1 of 1 people found the following review helpful
Where's the Beef? 17 May 2009
By S. Sherman - Published on Amazon.com
Format:Paperback
This book has an incredibly important topic. It focuses on parapolitics, or the relationship between criminality and politics. In turn, one can roughly divide this topic in two--on the one hand, the relationship of very powerful governments (the US, most of all) and various criminal elements or covert operants working outside of the law, on the other, the turn towards illegal forms of money-making (above all drug dealing) by very weak actors, such as seperatist movements. The introductory essay flirts with some very interesting ideas, such as the notion that international legal regimes constitute criminality, and that separatist movements might be regarded as unrecognized states (there is also a present, although undertheorized, critique of the overemphasis on discourse and consensual hegemony in much contemporary political theory as compared with the reality of violence and covert behavior). But, especially considering that the book emerged out of a conference and sustained discussion among the authors, it does not really cohere.

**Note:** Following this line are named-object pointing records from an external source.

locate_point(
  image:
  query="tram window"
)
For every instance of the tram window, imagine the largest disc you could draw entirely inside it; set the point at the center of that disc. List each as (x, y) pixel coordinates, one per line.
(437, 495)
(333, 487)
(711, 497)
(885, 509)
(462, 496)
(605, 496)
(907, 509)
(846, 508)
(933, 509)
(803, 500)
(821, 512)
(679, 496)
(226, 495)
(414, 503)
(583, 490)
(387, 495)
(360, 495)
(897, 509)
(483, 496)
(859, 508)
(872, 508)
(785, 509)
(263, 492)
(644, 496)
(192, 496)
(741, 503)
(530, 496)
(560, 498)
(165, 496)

The first part, Theoretical Perspectives, includes two essays--one by Mark Findlay about the use of crime rhetoric on the global scale, the other about prospects for separatist movements by William Reno--that only tangentially touch on the provocative themes ostensibly covered by the book. The second part, a series of case studies, is better, but it is unfortunate that it is primarily done on a country by country basis. I learned a certain amount, about ways to think of mafia actors without conspiracy, about the ways in which criminal bosses mediate between communities and political actors, the role of illegal gambling in funding political campaigns in the Phillipines--but didn't feel like my world view was that thoroughly disrupted. The book evades too many more relevant topics--what is the relationship between various contemporary terrorist networks and government parapolitical networks, for example? What is the relationship between historical transformations of global capitalism and transformations of the role of parapolitical networks? Or the relationship between UN peacekeepers (or, for that matter, any of the foreign country occupying forces)and parapolitical networks? The question of whether these researchers believe invoking the Italian 'strategy of tension' (i.e. production of terrorist acts by right wing forces blamed on the left) has any relevance to 9-11 looms large and unanswered. This research is often difficult, if not impossible to carry out at standards considered appropriate for academic publishing, although these questions are quite significant. Future scholars of the topic may find some of the theoretical insights of the first part and the case studies in the second part useful; but they need to be a whole lot more audacious in their willingness to assert that these networks matter on the most central issues of world politics.